THE BLOG

Traveling in Germany Can Have its Quirks

11/22/2011 08:43 am ET | Updated Jan 22, 2012

I've just returned from an eight-event reading tour in Germany for my memoir My Germany, and I had a great time once again. I love the serious book culture that exists in Germany and how authors are respected as cultural figures. I love the comfortable trains and the train stations with good food, great bookstores and cheerful-looking flower shops.

But certain things about traveling in Germany are quirky, and that's actually a good thing, because a book tour can be exhausting, and without a sense of humor, you can really get worn down.

Those same great trains and train stations are a consistent source of amusement. No matter where I am or what train I'm on, even though an announcement might be delivered in German and English, the speaker always leaves out important content in English. The German announcement will apologize for a train being late in German but that won't be repeated in English, and forget hearing anything about connections or even whether there's a bistro or restaurant on the train. Without knowing German, you can miss a lot, and let's face it, plenty of foreigners travel on Die Bahn.

Hotels of all sorts there are a puzzle. Why are German beds so low to the ground? This isn't a country prone to earthquakes -- they really don't have to fear falling out bed, do they? And what's with German pillows? They're mostly as soft as rags, which is why the hotel staff can arrange them in pretty shapes on the bed. Usually I need a handful of them to make for a somewhat restful sleep, or the hope of one.

The beds are low but the showers are high. You almost always have to step up into the shower or bath tub which admittedly isn't a big deal. But the dismount can be tricky when you're all wet. And why are German toilets high, too? Are you supposed to be having elevated, philosophical thoughts on the throne because you're in the land of Goethe?
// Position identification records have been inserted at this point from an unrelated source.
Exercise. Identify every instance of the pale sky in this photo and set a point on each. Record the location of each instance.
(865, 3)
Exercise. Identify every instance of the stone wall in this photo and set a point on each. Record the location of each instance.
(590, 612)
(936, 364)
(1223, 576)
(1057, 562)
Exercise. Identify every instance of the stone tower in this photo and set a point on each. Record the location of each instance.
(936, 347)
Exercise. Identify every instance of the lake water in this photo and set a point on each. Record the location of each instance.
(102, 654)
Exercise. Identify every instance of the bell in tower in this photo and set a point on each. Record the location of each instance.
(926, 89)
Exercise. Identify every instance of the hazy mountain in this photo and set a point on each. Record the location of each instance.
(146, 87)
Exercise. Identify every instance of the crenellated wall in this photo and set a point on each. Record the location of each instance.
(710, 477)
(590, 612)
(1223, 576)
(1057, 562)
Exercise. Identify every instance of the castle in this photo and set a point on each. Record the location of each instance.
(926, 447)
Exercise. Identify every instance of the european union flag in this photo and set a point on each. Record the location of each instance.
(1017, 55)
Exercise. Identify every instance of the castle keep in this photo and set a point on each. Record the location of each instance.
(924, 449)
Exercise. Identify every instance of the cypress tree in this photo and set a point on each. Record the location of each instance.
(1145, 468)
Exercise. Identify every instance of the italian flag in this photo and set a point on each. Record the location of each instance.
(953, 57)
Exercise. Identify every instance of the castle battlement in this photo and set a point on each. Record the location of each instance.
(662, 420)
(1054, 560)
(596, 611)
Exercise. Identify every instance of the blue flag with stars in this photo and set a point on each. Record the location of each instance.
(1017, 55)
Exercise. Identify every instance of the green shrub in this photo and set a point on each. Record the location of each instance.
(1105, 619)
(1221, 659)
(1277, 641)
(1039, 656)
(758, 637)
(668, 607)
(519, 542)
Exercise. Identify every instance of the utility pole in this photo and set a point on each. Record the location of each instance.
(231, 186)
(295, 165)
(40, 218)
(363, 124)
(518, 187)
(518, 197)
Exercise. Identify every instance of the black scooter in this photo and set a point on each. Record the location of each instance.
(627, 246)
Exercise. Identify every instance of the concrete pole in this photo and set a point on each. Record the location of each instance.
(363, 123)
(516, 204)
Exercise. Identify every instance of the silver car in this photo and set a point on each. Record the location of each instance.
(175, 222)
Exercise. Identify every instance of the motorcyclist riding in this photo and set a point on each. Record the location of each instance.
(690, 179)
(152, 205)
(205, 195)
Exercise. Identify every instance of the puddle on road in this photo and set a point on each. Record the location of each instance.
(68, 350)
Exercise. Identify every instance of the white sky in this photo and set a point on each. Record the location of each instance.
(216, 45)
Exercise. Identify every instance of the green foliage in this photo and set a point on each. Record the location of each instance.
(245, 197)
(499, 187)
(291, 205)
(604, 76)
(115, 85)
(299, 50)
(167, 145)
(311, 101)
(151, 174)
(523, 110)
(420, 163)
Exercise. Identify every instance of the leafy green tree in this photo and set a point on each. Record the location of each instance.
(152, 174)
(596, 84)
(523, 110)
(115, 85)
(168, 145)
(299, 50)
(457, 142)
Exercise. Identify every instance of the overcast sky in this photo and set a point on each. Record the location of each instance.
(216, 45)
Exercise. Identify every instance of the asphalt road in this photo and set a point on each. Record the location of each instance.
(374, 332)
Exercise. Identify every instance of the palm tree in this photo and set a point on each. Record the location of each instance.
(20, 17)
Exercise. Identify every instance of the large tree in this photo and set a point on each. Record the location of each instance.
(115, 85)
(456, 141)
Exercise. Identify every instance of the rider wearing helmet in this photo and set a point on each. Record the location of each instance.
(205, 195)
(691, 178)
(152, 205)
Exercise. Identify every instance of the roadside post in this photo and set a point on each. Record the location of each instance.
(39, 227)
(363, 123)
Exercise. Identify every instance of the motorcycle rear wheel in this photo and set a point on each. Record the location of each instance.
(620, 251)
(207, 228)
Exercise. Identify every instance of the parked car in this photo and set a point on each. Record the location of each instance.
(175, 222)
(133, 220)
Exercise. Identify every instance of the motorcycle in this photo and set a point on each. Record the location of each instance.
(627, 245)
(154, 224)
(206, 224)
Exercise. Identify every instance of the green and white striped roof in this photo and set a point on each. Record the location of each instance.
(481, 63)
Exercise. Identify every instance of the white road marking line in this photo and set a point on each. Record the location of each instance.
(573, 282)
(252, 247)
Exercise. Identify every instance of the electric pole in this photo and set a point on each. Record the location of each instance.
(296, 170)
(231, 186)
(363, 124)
Maybe so. Let's face it, Germany is Goethe crazy. Last week week I ate at a Heidelberg restaurant he mentioned in one of his journals, and the restaurant noted in its PR and in a mural on its wall that he almost slept at the inn there way back when. Almost.

Even Germans make fun of their Goethe worship. In the university town of Tübingen, there's a plaque indicating that Goethe puked there.

What's even funnier is that plenty of American tourists don't realize it's a joke.